Developers carve up large land parcels to boost sales
With the market for large lots slowing down, property owners have begun subdividing their land into smaller blocks to attract more buyers and spur sales.
Many entrepreneurs have changed their strategy and are now investing more money in allocating smaller plots of land, instead of offering large plots for sale, to make land more affordable.
They are also allowing buyers to pay in installments as an added incentive. This kind of business is popular in Vientiane, sparking new demand in the property market.
Managing Director of RentsBuy Co., Ltd. Mr Houmphan Sayalath told Vientiane Times on Friday it was hard to sell land in large lots these days as it was an unattractive proposition for local residents.
Only major investors can afford to buy large lots to use for factories, for example, and many of these are now putting their money into Special and Specific Economic Zones where they don’t need to invest in infrastructure development.
The economic slowdown in Laos over the past four or five years has driven down demand in the land market, particularly for large lots, and the market is not developing as anticipated. The sluggishness of the market has been noticeable since the government encountered budgetary tensions over the past five years.
The slowdown may also be linked to the country’s lower economic growth, which was recorded at 7.02 percent this year. In 2013, the economy grew by 8.3 percent.
Mr Houmphan observed that ‘land for sale’ signs can be erected for a year or more but most landowners are still unable to find buyers.
The land market in prime locations in the city centre is also saturated since the authorities built roads in different parts of the capital. Many more people and businesses have moved to the suburbs, which are not far from the city centre.
There is even greater demand for cheaper, smaller land plots as more people move to the capital.
One resident from Donenoun village in Xaythany district said she bought a 20m x 20m plot in the Tha-ngone area at a cost of 40 million kip.
She knew it was some way from the city centre but said she had no choice as she couldn’t afford to buy land any closer in.
The price of land offered for sale is still high in the city centre, which discourages people from purchasing it for business purposes.

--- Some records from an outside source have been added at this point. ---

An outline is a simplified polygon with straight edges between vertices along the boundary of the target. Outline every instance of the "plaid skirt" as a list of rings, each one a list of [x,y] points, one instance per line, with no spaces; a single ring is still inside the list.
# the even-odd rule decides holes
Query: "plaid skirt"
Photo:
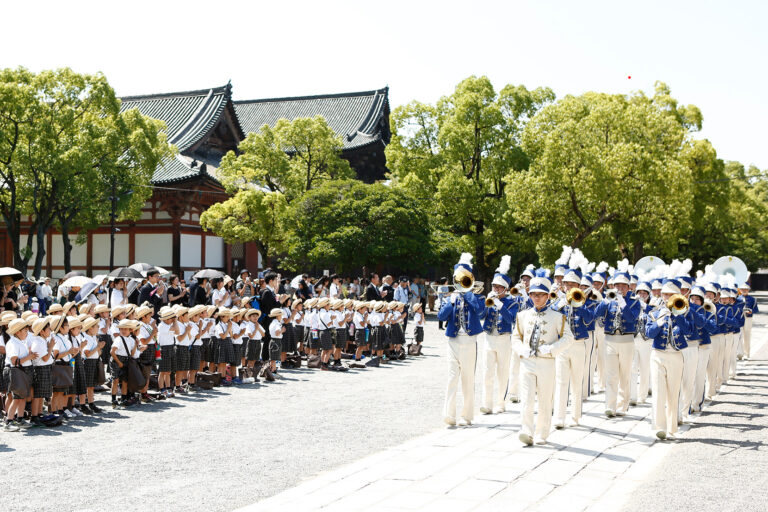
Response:
[[[317,338],[315,338],[315,336],[317,336]],[[306,341],[304,342],[304,344],[311,349],[320,348],[320,331],[313,331],[312,329],[307,329]]]
[[[219,343],[221,338],[211,338],[211,358],[208,359],[209,363],[216,363],[219,358]]]
[[[235,350],[232,347],[232,338],[219,339],[219,351],[216,354],[216,362],[219,364],[227,363],[234,365]]]
[[[261,340],[248,340],[248,350],[245,352],[247,361],[258,361],[261,359]]]
[[[269,341],[269,360],[270,361],[280,360],[281,348],[282,348],[282,344],[281,344],[280,338],[272,338]]]
[[[150,366],[153,365],[155,363],[155,350],[157,350],[157,345],[154,343],[147,345],[146,350],[139,355],[139,362]]]
[[[34,382],[35,382],[34,381],[34,378],[35,378],[34,367],[33,366],[22,366],[21,369],[24,370],[24,373],[26,373],[27,376],[29,377],[30,381],[32,381],[32,385],[34,385]],[[2,378],[2,380],[3,380],[3,382],[5,382],[5,389],[7,390],[8,386],[11,385],[11,367],[10,366],[6,366],[5,368],[3,368],[3,378]],[[11,395],[13,395],[13,399],[14,400],[21,400],[22,399],[22,397],[18,396],[16,393],[11,393]]]
[[[51,398],[53,383],[51,382],[51,365],[35,366],[32,385],[35,387],[35,398]]]
[[[394,324],[389,327],[390,343],[392,345],[405,344],[405,334],[403,334],[403,326],[400,324]]]
[[[120,366],[117,364],[117,361],[112,359],[109,362],[109,373],[112,374],[112,377],[121,380],[123,376],[123,370],[125,369],[125,365],[128,363],[128,356],[117,356],[117,359],[120,360],[120,363],[122,363],[123,368],[120,368]]]
[[[83,364],[83,358],[78,354],[75,356],[74,385],[69,394],[84,395],[85,387],[85,365]]]
[[[189,347],[176,345],[174,370],[177,372],[189,371]]]
[[[381,348],[386,350],[392,343],[392,331],[388,325],[382,325],[379,327],[379,335],[381,336]]]
[[[365,339],[365,328],[355,329],[355,343],[357,343],[358,347],[363,347],[368,344]]]
[[[424,341],[424,328],[417,325],[416,330],[413,333],[413,337],[416,340],[416,343],[421,343]]]
[[[296,335],[293,333],[293,325],[286,324],[283,333],[282,352],[293,352],[296,349]]]
[[[96,377],[99,375],[99,359],[86,359],[83,361],[85,371],[85,387],[92,388],[96,386]]]
[[[173,345],[160,346],[159,372],[176,371],[176,349]]]
[[[371,327],[368,341],[371,344],[371,350],[384,350],[384,338],[382,335],[382,327],[380,325]]]
[[[202,346],[192,345],[189,348],[189,369],[196,372],[200,369],[200,354],[202,354]]]
[[[5,368],[5,354],[0,354],[0,368]],[[8,383],[5,382],[5,378],[0,375],[0,393],[8,391]]]
[[[320,349],[333,350],[333,333],[330,329],[320,331]]]
[[[111,363],[112,356],[109,354],[109,352],[112,350],[112,336],[109,334],[99,334],[97,338],[99,341],[104,342],[104,348],[101,349],[101,361],[104,364]]]
[[[240,361],[242,361],[243,357],[245,357],[245,342],[233,343],[232,352],[235,354],[235,364],[239,365]]]
[[[349,329],[346,327],[337,327],[336,338],[333,340],[334,346],[343,349],[347,346],[347,341],[349,341]]]
[[[306,334],[304,332],[304,326],[303,325],[294,325],[293,326],[293,338],[296,340],[296,343],[304,343],[306,340]]]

For instance, one plot on Samsenthai Road is up for sale at the optimistic price of US$4,000 (about 32 million kip) per square metre.
Of course, some people buy land in the suburbs in the hope that they will make a fat profit later on.
But those who offer land for sale without allocation of plots, road access or allowing payment in installments may struggle to make a sale because these days few people are interested in buying it.